Commentary

Is Google Swinging The Axe On Untagged Native Advertising?

Everybody is wondering what's behind Google's latest algorithm tweak but from what I can see, nobody seems to be asking the question that's top of mind for me -- is this all due to tightening up on the growing opportunity and challenges of native advertising? More specifically, is this all about publishers not adding "no follow" instruction on every native page?

It's a hunch that I admit could be way off, but I think it's definitely worth consideration. The one thing we do know for sure is that Google's annual Grinch act has come a little later than usual this year but it's certainly got the SEO world in a stir. Rather than update its algorithm just before Christmas, as it has often done in the past, it appears to have waited for last week to strike. As ever, there is no clear steer from Google on what it was aiming to achieve, and so speculation is running rife.

I'm keen to stress. I'm not one of the many SEO experts who spend most of the year explaining to clients how they know better than others how organic search works and so when there is an update, end up feeling obligated to figure out what has happened. However, I have a suspicion that something may have been missed in all the analysis, and for me, that may just be a detail around native advertising. The truth is, of course, that nobody can know for sure what Google is up to because it takes a while for agencies and brands to figure out who the winners and losers are, and why. When they know the crucial "why" as well as the "who," a motivation can be determined.

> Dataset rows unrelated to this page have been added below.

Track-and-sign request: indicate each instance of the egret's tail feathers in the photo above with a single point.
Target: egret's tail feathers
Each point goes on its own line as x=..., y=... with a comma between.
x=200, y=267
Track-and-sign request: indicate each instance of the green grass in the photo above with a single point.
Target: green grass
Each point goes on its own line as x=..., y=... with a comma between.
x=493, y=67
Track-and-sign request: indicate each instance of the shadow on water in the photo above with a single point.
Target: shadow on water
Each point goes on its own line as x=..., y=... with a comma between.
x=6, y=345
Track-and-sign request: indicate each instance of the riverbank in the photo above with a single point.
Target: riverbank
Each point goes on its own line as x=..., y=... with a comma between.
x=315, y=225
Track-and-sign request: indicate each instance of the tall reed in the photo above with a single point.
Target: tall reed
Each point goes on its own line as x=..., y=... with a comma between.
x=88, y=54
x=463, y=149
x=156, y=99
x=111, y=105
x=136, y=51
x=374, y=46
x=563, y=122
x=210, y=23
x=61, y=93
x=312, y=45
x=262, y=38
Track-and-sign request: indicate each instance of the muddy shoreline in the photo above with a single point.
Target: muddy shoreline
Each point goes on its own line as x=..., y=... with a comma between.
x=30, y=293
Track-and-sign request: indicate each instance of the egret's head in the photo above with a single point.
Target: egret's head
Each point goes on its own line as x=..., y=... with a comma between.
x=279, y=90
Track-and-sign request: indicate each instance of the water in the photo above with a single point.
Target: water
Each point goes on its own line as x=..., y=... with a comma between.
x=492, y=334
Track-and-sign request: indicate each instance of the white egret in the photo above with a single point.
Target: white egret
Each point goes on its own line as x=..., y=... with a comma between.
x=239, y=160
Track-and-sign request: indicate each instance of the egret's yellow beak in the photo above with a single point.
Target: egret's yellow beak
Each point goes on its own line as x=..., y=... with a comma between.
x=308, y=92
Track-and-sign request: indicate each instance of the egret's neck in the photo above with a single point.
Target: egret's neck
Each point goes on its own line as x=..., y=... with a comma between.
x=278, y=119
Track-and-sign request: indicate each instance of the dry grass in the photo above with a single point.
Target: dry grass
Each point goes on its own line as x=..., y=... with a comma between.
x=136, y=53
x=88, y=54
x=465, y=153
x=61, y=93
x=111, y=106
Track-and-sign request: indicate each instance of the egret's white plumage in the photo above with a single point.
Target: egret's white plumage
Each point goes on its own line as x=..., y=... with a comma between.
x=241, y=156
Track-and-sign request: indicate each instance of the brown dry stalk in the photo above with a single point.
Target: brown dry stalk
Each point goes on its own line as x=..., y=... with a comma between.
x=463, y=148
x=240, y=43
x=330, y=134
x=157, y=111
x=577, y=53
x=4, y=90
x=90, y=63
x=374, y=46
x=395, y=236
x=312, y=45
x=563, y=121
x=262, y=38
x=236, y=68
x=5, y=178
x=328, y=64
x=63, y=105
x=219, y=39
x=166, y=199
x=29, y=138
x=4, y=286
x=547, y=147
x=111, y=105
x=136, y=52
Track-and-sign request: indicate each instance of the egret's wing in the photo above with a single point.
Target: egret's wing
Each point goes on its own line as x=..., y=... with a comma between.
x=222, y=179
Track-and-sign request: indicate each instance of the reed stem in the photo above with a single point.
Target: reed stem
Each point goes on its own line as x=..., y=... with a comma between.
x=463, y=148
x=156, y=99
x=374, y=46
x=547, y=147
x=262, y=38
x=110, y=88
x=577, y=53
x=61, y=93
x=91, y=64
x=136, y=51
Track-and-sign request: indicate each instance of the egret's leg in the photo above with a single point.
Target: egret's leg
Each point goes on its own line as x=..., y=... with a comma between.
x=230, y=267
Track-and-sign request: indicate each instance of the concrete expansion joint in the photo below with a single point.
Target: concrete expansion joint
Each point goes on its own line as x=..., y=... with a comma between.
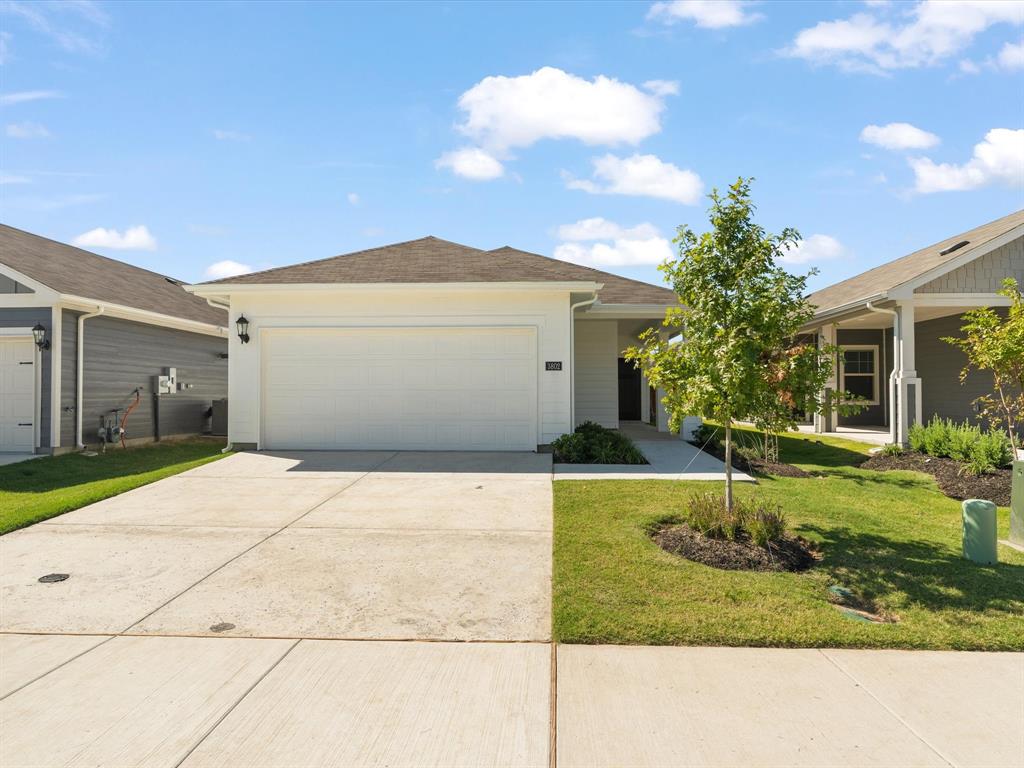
x=888, y=709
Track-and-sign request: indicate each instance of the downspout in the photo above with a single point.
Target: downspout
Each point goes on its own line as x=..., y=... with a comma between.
x=897, y=365
x=572, y=308
x=81, y=374
x=217, y=305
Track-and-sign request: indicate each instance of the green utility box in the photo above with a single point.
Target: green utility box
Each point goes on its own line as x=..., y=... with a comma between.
x=1017, y=505
x=980, y=531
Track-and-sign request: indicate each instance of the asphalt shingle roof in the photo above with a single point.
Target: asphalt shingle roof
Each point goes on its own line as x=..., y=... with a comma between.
x=76, y=272
x=435, y=260
x=894, y=273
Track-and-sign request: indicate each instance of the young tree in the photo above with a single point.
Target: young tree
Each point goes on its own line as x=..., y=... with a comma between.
x=739, y=317
x=996, y=344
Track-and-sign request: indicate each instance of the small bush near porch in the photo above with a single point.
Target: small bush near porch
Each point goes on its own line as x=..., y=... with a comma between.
x=891, y=541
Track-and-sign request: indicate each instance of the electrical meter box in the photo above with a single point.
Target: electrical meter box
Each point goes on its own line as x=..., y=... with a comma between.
x=168, y=383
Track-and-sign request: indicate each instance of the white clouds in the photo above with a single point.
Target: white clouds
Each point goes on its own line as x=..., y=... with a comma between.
x=133, y=239
x=502, y=113
x=471, y=163
x=999, y=159
x=898, y=136
x=814, y=249
x=712, y=14
x=9, y=99
x=226, y=268
x=890, y=39
x=641, y=175
x=597, y=242
x=27, y=130
x=224, y=135
x=1011, y=56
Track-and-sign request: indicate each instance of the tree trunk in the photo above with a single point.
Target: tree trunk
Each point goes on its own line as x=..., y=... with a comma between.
x=728, y=465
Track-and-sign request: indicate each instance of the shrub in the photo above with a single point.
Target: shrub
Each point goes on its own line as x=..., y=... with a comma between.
x=592, y=443
x=755, y=518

The facts so far appear to be that it is mainly big-name magazine publishers who seem to have lost out in U.S. search results, as Search Metrics outlines here. The New Yorker, Vanity Fair, Time and The Economist all appear to have Web sites that have dropped down in the SEO rankings overnight. There is a lot of speculation as to whether this is just in the U.S. at the moment and what the cause may be. As ever, some say Panda, meaning that this is all about the quality of content on the site, while some suggest it could be Penguin, meaning that the links pointing to the site are coming under question.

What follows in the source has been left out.